Britney coughed once more, her tongue sticking out, “What?”
“This might be a problem.”
Lorelei squinted at him on the other side of the frame. The wall behind him was dark, even with his own light, but the room she was in felt brighter, and she thought her eyes had gotten used to the darkness. But something was…off.
The urge took her before she knew why, and Lorelei reached out, her hand stopping abruptly in the air between them, hovering just inside the frame. There was something there, a barrier, hard and smooth, and it didn’t give at all when she pushed.
“What are you doing?” Britney scoffed, her hands on her hips.
Conrad reached forward as well, rapping his knuckled solidly against the invisible barrier.
“You two,” Britney shook her head and walked around to the other side of the frame, “I just don’t–”
The woman’s voice caught in her throat. She should have appeared beside Conrad, but instead his face turned more panicked as Britney disappeared. She popped back up on the other side with a gasp, “You’ve got to be kidding me.”
Lorelei swallowed, taking her hand away from the barrier and peering around the frame. As she expected, there was nothing but a small sliver of space between it and the wall.
“I’ve seen this before.” Lorelei came back around the mirror at Conrad’s words. “But not this one specifically.”
“How are you there, but not there,” Britney’s lips were pursed tightly, but she managed to growl, “And why are we here?” When she gestured to the room, Lorelei glanced around. It was not the place they had just been, but a bedroom, small and sparsely decorated, and she could smell something distinctly sweet coming from the hall.
“Hephaestian mirror,” Conrad sighed, “Happened to Seamus when I was thirteen.
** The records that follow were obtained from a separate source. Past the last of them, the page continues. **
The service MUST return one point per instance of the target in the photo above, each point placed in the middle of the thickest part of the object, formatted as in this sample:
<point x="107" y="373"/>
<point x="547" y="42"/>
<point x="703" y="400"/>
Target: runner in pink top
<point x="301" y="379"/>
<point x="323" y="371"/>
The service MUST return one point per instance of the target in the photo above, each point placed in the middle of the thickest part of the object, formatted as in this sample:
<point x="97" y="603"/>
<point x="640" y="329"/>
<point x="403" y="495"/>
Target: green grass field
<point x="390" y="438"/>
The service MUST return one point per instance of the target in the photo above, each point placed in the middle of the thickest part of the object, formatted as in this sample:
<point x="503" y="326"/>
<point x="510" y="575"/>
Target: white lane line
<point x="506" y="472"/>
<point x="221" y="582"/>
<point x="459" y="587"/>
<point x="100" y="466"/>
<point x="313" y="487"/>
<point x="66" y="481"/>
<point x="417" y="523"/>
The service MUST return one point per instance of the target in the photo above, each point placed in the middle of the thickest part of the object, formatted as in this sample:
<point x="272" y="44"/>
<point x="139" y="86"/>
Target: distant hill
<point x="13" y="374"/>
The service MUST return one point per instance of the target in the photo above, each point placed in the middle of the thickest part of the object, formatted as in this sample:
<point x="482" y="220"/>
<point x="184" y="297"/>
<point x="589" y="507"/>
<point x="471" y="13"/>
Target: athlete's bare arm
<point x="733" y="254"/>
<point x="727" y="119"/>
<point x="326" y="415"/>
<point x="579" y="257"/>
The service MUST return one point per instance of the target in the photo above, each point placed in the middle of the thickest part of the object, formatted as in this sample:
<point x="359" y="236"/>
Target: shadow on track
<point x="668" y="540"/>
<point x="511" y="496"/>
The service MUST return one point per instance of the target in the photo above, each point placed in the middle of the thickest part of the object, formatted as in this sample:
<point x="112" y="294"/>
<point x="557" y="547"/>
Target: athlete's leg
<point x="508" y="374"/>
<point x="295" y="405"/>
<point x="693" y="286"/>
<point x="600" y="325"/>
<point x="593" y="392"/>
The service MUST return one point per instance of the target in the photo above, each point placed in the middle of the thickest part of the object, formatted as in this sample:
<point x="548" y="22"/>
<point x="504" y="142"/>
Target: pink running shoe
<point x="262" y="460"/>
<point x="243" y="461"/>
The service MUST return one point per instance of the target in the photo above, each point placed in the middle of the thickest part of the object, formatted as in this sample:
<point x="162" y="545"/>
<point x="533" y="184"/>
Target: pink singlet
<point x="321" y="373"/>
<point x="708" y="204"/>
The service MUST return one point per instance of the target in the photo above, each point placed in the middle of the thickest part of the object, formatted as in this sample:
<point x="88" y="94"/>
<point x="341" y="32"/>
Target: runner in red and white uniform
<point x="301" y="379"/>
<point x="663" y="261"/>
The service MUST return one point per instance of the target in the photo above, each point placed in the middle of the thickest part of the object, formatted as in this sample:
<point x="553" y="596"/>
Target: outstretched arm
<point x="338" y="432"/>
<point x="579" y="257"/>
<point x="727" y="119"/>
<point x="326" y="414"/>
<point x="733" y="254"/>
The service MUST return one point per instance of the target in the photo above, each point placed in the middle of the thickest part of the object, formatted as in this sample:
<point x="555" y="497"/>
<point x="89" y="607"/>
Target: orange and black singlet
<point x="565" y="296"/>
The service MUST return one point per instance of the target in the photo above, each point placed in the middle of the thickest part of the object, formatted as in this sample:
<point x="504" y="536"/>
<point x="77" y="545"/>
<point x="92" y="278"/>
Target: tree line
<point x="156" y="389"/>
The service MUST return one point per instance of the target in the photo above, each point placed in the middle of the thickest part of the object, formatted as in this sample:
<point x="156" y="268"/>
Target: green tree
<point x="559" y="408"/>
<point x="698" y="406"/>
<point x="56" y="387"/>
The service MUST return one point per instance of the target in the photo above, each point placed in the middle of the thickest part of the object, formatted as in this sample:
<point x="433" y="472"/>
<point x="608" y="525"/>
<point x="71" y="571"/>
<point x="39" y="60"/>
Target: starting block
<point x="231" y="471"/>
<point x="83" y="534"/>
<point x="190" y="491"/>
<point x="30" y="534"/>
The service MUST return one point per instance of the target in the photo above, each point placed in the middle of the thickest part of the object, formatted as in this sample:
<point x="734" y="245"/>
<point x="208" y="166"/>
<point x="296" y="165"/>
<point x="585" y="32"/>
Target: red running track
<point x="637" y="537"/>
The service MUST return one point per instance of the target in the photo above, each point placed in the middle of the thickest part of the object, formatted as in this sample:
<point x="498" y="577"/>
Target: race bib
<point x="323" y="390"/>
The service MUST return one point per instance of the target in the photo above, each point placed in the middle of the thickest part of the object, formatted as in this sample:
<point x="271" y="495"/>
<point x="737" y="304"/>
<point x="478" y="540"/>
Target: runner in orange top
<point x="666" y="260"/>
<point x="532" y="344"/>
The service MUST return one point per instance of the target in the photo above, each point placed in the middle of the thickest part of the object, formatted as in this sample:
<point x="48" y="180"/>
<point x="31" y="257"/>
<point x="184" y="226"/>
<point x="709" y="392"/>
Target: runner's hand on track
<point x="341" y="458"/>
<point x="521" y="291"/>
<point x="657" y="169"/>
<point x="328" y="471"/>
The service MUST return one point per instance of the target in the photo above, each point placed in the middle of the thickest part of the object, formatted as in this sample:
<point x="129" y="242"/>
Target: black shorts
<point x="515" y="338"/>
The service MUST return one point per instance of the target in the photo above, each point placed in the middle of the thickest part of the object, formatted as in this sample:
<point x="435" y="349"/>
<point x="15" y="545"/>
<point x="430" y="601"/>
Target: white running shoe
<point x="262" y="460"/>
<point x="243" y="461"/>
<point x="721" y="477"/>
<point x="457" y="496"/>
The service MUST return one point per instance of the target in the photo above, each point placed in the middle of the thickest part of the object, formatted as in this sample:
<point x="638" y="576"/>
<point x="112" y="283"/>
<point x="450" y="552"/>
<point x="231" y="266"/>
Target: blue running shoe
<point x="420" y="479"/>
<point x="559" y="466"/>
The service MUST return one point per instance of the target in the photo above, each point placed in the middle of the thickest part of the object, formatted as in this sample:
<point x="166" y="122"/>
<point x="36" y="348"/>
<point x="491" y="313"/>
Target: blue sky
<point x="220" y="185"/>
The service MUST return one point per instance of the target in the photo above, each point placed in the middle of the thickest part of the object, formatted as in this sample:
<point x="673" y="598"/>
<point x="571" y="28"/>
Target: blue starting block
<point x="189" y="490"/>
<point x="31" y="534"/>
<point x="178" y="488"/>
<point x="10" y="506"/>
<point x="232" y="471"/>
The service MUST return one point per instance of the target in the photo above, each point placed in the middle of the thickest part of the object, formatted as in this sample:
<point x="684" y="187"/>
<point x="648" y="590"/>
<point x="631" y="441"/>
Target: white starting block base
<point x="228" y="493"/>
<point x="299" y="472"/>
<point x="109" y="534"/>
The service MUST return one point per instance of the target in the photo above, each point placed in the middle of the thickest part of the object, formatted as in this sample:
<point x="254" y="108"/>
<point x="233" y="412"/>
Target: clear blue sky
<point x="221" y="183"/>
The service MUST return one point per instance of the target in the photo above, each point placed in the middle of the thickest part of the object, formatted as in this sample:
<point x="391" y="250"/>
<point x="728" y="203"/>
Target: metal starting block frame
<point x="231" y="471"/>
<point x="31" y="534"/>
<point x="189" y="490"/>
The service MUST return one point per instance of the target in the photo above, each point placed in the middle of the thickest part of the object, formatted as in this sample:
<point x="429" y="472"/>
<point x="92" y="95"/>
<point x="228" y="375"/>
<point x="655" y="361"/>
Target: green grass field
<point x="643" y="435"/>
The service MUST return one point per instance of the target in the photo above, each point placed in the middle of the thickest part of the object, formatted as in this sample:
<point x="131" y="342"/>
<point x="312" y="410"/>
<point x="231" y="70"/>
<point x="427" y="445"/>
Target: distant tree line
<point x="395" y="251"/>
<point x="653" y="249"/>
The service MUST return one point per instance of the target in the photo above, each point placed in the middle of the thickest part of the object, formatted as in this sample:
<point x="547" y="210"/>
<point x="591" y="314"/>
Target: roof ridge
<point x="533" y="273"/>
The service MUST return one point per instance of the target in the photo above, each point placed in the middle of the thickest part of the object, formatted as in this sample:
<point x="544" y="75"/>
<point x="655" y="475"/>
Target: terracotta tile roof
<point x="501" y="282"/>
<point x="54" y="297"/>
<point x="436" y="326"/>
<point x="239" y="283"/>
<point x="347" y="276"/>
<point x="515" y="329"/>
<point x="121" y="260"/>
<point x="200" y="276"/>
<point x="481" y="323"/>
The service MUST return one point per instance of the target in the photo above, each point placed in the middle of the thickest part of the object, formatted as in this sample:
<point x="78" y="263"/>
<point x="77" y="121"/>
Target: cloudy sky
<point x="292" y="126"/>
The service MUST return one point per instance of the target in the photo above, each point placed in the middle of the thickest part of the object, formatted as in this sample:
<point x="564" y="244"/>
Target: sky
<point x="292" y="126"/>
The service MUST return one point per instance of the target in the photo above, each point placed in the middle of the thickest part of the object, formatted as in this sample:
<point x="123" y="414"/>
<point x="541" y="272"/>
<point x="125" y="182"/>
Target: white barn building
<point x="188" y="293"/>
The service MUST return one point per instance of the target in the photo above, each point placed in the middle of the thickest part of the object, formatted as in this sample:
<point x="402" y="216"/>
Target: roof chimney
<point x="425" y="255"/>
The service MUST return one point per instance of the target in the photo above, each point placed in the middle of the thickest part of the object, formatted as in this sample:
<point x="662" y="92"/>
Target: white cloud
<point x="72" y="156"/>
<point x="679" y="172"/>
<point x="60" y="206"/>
Apparently the manor’s home to a few.” He ran a hand along his side of the frame, inspecting it, “Problem is they only have one good jump in them at a time.”
“We’re stuck here?” Britney shrieked, throwing up her hands.
“No,” Conrad was quick to answer, then screwed up his face, “Well, I don’t think so. Seamus got back he just had to find the other one.”
“Well, where the hell is it?”
Conrad stared back at them sheepishly, “We destroyed it.”
“Oh my gods!” Britney crossed her arms, stomping away.
“Wait, I’m sorry,” Lorelei found her voice, glancing back from Britney to Conrad, “What exactly is going on?”
“Hephaestian mirror,” Conrad repeated, his face a bit more shadowed than a moment earlier, “They work sort of like…like the portals at the train station, but with time instead of space.”
“Like the portals? So why can’t we come back through?”
Conrad scratched the back of his head, “Way stronger magic, really complicated, usually just one way.”
Britney came storming back to the mirror, jabbing her finger into the glass, “And they destroyed our only way back!”
“No!” Conrad’s features were getting blurry, “This wasn’t the one Seamus fell into. There’s a second one somewhere on your side that will get you back, you just need to find it.”
“We don’t even know where our side is!” Britney snorted.
“Technically you do know where,” Conrad’s image was almost completely gone, “You just don’t know when.”
“When I get back there, I swear–”
“Shh!” Lorelei grabbed Britney’s arm to quiet her. From beyond the bedroom, there was a creak, footsteps on floorboards, coming toward them, and they froze.